Start with 20–30 hand-curated examples. llmci generates perturbations — rephrased inputs, changed parameters, combined intents, edge cases — to expand to a statistically meaningful dataset.
Your team is launching a new feature that uses an LLM to classify customer feedback. You have no eval dataset. On Monday, a product manager spends 2 hours writing 80 examples across the 6 feedback categories, focusing on edge cases they know are tricky. llmci dataset check flags that the "feature request" and "bug report" categories are underrepresented. They add 30 more targeted examples. By Tuesday afternoon, you have a 200-example dataset with solid coverage, and your CI pipeline is gated.
After OpenAI acquired Promptfoo in March 2026, teams using multiple model providers need a neutral eval tool they can trust. llmci is provider-neutral, community-owned, and offers capabilities Promptfoo never had.

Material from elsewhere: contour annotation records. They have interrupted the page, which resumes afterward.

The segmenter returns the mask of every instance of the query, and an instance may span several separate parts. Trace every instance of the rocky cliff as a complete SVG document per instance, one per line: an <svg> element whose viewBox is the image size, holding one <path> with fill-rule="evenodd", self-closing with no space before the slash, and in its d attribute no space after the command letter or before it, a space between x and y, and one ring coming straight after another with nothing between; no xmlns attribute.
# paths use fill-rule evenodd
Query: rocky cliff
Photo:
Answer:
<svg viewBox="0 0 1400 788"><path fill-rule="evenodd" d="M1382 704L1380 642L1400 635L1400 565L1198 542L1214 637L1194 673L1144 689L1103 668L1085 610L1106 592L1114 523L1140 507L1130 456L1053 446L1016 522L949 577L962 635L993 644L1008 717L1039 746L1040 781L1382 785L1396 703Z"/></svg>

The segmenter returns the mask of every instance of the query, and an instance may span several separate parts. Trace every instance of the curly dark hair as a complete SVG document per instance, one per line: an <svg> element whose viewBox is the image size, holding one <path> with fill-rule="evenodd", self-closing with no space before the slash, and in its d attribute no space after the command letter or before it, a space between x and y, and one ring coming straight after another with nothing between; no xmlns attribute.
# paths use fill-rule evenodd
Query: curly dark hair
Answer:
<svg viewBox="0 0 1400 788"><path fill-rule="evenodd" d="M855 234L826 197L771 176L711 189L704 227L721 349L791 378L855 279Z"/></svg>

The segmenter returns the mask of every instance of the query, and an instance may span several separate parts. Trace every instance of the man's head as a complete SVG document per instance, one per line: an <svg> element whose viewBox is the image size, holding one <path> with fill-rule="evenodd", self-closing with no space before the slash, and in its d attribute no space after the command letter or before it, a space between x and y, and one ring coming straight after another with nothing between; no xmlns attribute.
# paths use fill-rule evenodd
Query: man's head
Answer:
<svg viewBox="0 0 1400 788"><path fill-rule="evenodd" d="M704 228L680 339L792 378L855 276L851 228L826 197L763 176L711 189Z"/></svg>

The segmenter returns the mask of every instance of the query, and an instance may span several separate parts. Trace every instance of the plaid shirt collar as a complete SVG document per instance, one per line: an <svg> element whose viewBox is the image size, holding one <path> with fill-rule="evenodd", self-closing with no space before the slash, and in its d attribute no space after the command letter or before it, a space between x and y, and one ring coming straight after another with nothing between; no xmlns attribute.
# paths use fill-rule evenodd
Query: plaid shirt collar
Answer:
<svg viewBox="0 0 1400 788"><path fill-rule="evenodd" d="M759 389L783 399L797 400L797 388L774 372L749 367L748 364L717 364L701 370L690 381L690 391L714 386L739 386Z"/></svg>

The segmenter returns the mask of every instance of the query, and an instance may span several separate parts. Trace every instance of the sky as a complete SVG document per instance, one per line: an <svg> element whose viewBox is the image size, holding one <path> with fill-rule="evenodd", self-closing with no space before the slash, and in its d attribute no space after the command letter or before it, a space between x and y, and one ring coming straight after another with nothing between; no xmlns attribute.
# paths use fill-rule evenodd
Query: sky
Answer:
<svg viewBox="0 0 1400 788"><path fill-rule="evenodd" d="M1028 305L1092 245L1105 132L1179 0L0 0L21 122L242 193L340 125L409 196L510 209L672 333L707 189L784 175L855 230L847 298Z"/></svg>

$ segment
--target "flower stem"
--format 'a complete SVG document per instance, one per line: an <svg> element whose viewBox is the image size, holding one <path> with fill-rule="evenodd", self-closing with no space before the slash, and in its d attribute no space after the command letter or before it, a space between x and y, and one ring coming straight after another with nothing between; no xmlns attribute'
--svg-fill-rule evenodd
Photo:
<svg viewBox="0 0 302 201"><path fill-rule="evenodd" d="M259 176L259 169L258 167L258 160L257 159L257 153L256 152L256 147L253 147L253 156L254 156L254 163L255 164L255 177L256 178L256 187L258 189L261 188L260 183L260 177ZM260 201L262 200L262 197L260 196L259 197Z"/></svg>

llmci can import your existing Promptfoo configuration:
| Capability | Promptfoo | llmci |
|---|---|---|
| CI gating | Supported, but designed for comparison | Native — designed for pass/fail gating |
| Model migration | Not available | Automated with holdout validation |
| Pipeline-level testing | Primarily prompt-level | Full pipeline (catches upstream changes) |
| Agent evaluation | Not available | Trajectory + constraints + multi-turn |
| Dataset creation | Not available | Manual curation + automated generation |
| Relative thresholds | Limited | Configurable max-regression from baseline |
| Provider neutral | Owned by OpenAI | Community-owned, works with every provider |
Your team has been using Promptfoo for 8 months with 5 eval suites across 3 repos. After the OpenAI acquisition, your platform team decides to migrate. They run llmci import-promptfoo on each repo, review the generated configs, and switch the CI workflows to use llmci. The migration takes half a day per repo. By the end of the week, all 3 repos are running on llmci with the same eval coverage they had before — plus model migration and pipeline-level testing they didn't have before.